Delivering a speech on how innovation can deliver net zero solutions on the second day of Innovation Zero Monk dubbed hydrogen “the champagne of the energy transition.”
Delivering a hydrogen economy is going to be costly, conceded Monk before outlining the benefits hydrogen can offer the UK.
“[Hydrogen is] going to be very important to industrial decarbonisation. In the 2040s. It’s going to be an incredible important part of the aircraft industry; for example Airbus and Rolls Royce are both developing large hydrogen engines.
“From the creation of hydrogen to its transport and storage requires a system level approach and we’re working very hard on that whole system level approach.”
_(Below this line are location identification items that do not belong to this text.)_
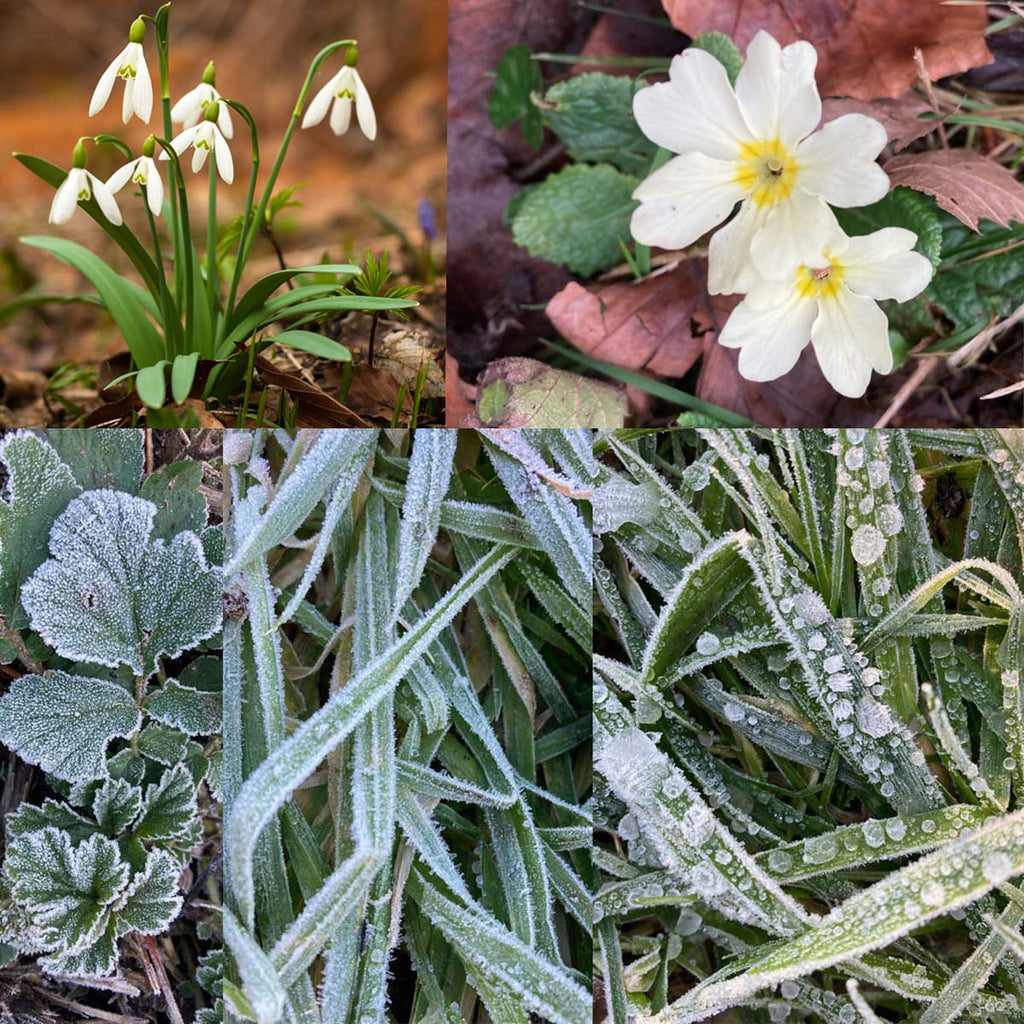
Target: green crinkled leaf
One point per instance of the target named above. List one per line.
(162, 743)
(112, 595)
(723, 49)
(169, 809)
(65, 890)
(62, 723)
(116, 805)
(152, 901)
(901, 208)
(593, 115)
(174, 488)
(194, 712)
(578, 217)
(29, 818)
(39, 487)
(100, 459)
(516, 79)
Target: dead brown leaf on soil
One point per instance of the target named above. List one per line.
(966, 183)
(865, 47)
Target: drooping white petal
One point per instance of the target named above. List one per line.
(729, 266)
(143, 87)
(154, 187)
(776, 91)
(341, 116)
(102, 91)
(225, 165)
(884, 265)
(796, 231)
(316, 111)
(189, 108)
(850, 337)
(683, 200)
(224, 122)
(838, 162)
(365, 109)
(694, 110)
(66, 201)
(770, 328)
(122, 176)
(105, 200)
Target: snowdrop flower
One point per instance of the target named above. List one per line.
(206, 137)
(79, 186)
(339, 94)
(755, 144)
(190, 109)
(829, 302)
(129, 65)
(142, 172)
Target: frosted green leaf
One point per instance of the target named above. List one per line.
(39, 487)
(62, 723)
(190, 711)
(169, 808)
(162, 743)
(65, 890)
(152, 901)
(116, 805)
(112, 595)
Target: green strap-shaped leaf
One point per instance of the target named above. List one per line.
(950, 878)
(112, 595)
(64, 723)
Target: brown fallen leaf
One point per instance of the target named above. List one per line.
(653, 326)
(316, 408)
(373, 393)
(966, 183)
(865, 47)
(517, 392)
(899, 117)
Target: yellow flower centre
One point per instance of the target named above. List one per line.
(819, 282)
(767, 171)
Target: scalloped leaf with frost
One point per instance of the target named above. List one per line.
(112, 595)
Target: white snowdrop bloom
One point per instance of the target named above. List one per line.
(338, 95)
(129, 65)
(754, 144)
(205, 138)
(190, 109)
(142, 171)
(829, 302)
(79, 186)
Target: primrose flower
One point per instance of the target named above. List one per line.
(206, 137)
(829, 301)
(190, 109)
(79, 186)
(141, 171)
(339, 94)
(129, 65)
(755, 144)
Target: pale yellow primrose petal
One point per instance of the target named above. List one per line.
(838, 163)
(683, 200)
(884, 265)
(776, 91)
(850, 338)
(694, 110)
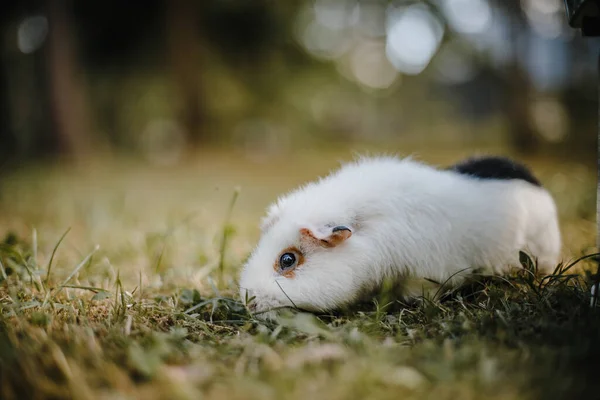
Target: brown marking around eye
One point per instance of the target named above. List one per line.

Listing governmental support for hydrogen, Monks mentioned its support for the Northwest industrial cluster, which he said would hold 1.2TWh of hydrogen storage by then end of this decade, as well as government backing for new innovative hydrogen projects such as the next generation of electrolyser stacks.
Hydrogen forms a part of a number of decarbonisation methods that received government backing in its Powering Up Britain paper published 30 March alongside: solar; offshore wind; electric vehicles; heat pumps; and carbon capture usage.
One audience member asked Monks whether the UK was trying to be a international leader in too many of these low-carbon spaces and whether the nation would achieve more mileage with a narrower focus.
“I would argue that one of the important roles government funded innovation can play compared to commercialisation is that it can hold a wider portfolio of risks,” answered Monks.
“So I think what it does better and probably what governments should do is hold that wider portfolio, they’re really working with that private sector investment and that translation piece that allows them that portfolio to narrow to where the UK can can make economic opportunity from that.
“Early on, it’s important to have a high risk and large portfolios are the best place to be able to do that. That then leads to a narrowing as we go to that public, private sector – tensioning drives the narrowing of those sorts of portfolios.”